恋で死ぬのは映画の中だけよ
あなたとの週末がとてもたのしいせいで平日は、次の週末までの虚しいがらんどう。がらんどうを埋めるひび。
あなたがロンドンに行く2年はとても長い、人が愛しあうにも、愛しあわなくなるにも充分すぎる。愛しあう時間が失われることと、愛しあわなくなる可能性が高くなることの関係の深さを、考えても仕方ないけど。仕方ないなら考えない方がいいけど。考えないとあなたへの愛が減りそうだから考えたいけど。
そうして、シェルブールの雨傘を見る。ふるいフランス映画は、普遍的で仕方ない愛よりも、いちどきりの詩的な愛を映していそうという偏見のもと。
事前にえたところだと、それは愛の映画で、すべてのセリフが歌われるように流れる。たぶんハッピーでラッキーでウッキーな、愛のいい側面だけを映した映画。愛について考えない方がよくても愛に関係したいときにいい映画。
金髪をたかく結んだ傘屋のむすめ・ジュヌヴィエーヴ、はじめての愛に浮かれちゃって踊っちゃって、ねえ17歳だけど結婚したいわ、子供につけたい名前だってあるわ。こういうのこういうの、現実ではまっぴら、映画ならたのしい愛の思考停止!お金がとか、愛情の減退がとか、人生計画がとか、ほっぽってしまえよ愛に狂えよ!
途中まではそうしてたのしかったの。
でも、愛するギイ、2年間の兵役に行っちゃった。お腹にギイの赤ちゃんできちゃってた。お金がないジュヌヴィエーヴ、宝石商の人と結婚しちゃった。帰国後はじめは荒れたギイ、支えてくれた人としあわせな家庭を築いちゃった。

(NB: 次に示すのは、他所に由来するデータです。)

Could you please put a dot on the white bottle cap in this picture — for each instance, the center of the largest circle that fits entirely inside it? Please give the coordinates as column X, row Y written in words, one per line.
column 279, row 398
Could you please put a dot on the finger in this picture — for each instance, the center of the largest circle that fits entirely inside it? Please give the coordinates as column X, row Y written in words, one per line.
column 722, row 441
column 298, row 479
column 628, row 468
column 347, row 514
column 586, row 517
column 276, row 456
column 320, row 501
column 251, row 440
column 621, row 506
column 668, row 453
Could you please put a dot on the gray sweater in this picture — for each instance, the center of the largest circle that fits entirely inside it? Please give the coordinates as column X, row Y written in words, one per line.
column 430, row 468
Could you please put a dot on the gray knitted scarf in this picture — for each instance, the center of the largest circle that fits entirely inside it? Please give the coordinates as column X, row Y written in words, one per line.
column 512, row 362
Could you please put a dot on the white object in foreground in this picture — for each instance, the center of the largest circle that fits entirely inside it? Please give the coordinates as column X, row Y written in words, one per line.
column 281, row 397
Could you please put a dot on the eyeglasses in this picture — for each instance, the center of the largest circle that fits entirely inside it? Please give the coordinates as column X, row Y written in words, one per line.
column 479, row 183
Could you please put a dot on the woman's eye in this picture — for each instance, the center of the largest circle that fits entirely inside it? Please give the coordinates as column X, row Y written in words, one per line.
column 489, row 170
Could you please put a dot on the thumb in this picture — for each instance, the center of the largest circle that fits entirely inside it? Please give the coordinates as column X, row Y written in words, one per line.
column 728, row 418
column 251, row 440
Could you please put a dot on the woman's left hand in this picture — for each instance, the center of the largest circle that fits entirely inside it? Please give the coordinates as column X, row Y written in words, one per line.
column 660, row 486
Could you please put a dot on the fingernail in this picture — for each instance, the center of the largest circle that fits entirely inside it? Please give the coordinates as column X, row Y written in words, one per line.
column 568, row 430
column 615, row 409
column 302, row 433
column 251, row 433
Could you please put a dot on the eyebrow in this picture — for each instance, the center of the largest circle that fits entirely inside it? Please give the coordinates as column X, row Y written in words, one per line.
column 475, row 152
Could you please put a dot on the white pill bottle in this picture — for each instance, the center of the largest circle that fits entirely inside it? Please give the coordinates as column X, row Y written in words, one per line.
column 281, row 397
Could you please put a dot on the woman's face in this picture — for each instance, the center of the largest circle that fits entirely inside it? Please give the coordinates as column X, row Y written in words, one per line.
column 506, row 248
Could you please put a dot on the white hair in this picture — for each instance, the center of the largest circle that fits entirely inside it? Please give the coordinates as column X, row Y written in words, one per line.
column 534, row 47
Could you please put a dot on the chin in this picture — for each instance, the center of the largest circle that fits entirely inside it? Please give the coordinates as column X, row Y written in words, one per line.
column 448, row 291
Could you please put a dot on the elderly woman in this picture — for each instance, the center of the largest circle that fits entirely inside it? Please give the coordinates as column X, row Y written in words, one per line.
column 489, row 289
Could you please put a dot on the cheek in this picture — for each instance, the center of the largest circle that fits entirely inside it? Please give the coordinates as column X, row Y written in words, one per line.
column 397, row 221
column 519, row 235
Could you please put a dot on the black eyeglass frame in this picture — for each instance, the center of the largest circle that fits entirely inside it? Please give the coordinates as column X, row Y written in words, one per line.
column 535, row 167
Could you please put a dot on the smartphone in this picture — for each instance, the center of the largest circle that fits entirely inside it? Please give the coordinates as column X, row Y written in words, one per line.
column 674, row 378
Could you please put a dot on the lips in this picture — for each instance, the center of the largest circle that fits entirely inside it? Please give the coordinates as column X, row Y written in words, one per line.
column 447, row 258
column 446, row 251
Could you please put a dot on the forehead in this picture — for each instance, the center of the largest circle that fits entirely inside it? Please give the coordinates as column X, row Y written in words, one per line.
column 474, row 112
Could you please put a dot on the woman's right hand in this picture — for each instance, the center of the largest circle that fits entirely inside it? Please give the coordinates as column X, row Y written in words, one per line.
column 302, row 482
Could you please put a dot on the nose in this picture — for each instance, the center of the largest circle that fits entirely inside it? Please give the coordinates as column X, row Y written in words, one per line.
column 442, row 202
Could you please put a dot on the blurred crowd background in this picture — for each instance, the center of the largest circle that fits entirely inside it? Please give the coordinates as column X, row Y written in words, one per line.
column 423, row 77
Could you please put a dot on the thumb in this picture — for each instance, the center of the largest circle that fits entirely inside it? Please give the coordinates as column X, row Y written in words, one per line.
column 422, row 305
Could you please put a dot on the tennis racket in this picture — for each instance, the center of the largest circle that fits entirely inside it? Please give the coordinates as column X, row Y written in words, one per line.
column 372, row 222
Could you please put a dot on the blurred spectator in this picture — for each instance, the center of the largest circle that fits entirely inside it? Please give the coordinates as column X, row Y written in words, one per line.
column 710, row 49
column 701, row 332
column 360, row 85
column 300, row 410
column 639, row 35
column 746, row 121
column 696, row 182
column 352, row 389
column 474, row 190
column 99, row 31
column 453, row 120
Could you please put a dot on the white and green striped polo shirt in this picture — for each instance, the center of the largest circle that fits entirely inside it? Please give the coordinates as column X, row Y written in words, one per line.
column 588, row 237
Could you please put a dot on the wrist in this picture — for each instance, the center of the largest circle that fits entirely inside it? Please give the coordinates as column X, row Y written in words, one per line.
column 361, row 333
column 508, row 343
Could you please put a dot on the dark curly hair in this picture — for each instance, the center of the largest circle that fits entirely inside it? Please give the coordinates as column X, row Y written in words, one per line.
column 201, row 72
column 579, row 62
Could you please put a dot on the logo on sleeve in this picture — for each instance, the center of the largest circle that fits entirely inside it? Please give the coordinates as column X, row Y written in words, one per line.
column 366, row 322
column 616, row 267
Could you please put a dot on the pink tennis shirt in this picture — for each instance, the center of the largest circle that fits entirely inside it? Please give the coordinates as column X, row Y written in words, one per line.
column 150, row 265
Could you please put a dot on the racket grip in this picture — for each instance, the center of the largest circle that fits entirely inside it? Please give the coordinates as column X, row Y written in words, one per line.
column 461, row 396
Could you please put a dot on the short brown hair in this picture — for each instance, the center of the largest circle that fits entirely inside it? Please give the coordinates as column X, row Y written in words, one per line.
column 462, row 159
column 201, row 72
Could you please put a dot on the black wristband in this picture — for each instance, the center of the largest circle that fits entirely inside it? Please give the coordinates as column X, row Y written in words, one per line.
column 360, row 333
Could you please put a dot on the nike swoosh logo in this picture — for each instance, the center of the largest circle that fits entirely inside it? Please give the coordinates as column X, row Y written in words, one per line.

わざとらしく映画的に歌われながら妙に「有りそう」。ハッピーでラッキーでウッキーに思考停止するはずが、わたしたちへいぜんと別離して他人と密着する世界線の思考開始。
傘屋のむすめのママが言うことには、
「恋で死ぬのは映画の中だけよ」
愛だ恋で死ぬのが映画なら、愛だ恋で生きるのが実存よ。実存には温度がある。温度には生がある。温度のないじぶんをおもうとふるえあがる、もうだれとも密着せずにはいられない。だれかの体温にねむりたい。わたしに流動する体温が、わたしの子守唄が、わたしの生が、ずっとあなたのものならいいとおもう。